Why don’t the US and Iran choose dialogue first?

By LINDA HEARD, ARAB NEWS

If you believe that current hostilities between Washington and Tehran are all about Iran’s uranium enrichment program opening the door to a potential Iranian-made nuclear bomb engraved “Tel Aviv,” you’ve yet to peel the layers of this increasingly poisonous onion. Once you do, you’ll understand that fundamentally the feud is over which side gets to dominate the oil-rich Gulf region.

Before taking office, President Barack Obama was keen to initiate face-to-face talks with the Iranian leadership which he later failed to pursue despite having received a rather rambling conciliatory letter from President Mahmoud Ahmadinejad. At stake is a major regional conflict, if not World War III, so one must wonder why the US president who was once keen to reach out to the Muslim world has swapped diplomacy for bellicosity.
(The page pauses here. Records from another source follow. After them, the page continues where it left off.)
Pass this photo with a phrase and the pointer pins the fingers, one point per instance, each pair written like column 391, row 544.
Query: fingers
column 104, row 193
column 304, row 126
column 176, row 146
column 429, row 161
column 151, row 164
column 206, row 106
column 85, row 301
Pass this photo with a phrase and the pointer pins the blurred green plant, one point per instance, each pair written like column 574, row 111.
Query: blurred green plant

There may have been a time when Obama fantasized riding into Tehran on a white horse, olive branch in hand, to end decades of enmity but he would have swiftly bolted that stable on being schooled that America’s strategic interests leave little room for warmth and fuzziness.
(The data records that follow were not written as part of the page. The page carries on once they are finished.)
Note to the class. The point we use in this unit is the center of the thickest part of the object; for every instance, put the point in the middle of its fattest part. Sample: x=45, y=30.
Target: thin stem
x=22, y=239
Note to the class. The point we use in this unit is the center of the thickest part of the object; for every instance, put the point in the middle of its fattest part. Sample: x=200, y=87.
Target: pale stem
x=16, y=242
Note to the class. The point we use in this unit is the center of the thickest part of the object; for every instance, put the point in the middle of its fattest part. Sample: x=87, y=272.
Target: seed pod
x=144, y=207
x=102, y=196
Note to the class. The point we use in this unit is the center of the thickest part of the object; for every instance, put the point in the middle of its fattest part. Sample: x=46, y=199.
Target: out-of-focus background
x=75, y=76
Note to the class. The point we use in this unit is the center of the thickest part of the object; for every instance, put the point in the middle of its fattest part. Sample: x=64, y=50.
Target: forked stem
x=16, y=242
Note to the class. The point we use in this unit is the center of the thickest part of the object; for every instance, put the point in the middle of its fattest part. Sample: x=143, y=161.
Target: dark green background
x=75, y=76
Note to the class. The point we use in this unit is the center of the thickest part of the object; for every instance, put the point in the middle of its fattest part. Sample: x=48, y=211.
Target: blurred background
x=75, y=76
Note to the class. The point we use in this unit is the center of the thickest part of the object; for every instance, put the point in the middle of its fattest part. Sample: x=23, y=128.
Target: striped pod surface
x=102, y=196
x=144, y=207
America’s appreciates allies as long as they submit to US diktats which the Iranian ayatollahs conceivably would never do as much of their standing at home and elsewhere rests on an ultra-conservative anti-Western ideology. For example, the Americans had no problem with their man Saddam Hussein until he became a liability and were happy to pander to the Shah until he got ideas above his station when he was unceremoniously dumped.

In one way, the US and Iran represent both sides of the same coin. It’s in the interests of both countries to keep up the enmity. In the absence of Saddam Hussein, Washington needs a regional bogeyman as a pretext to retain its mushrooming military bases and sell weapons to the tune of billions to Iran’s worried neighbors. And Tehran needs the “Great Satan” and the “Little Satan” as a locomotive to distract public sentiment from anti-government discontent and to reinforce its ideological tentacles with anti-US/Israel proxy states and actors.

Likewise, Israel gains from having a belligerent state on its doorstep. As long as Israeli leaders can cite a major ‘existential threat” its exceptionalism and noncompliance with international laws and treaties can be excused. In reality, as various prominent Israeli intelligence figures have confirmed, Iran does not present a threat to Israel’s existence even it succeeds in producing nuclear weapons.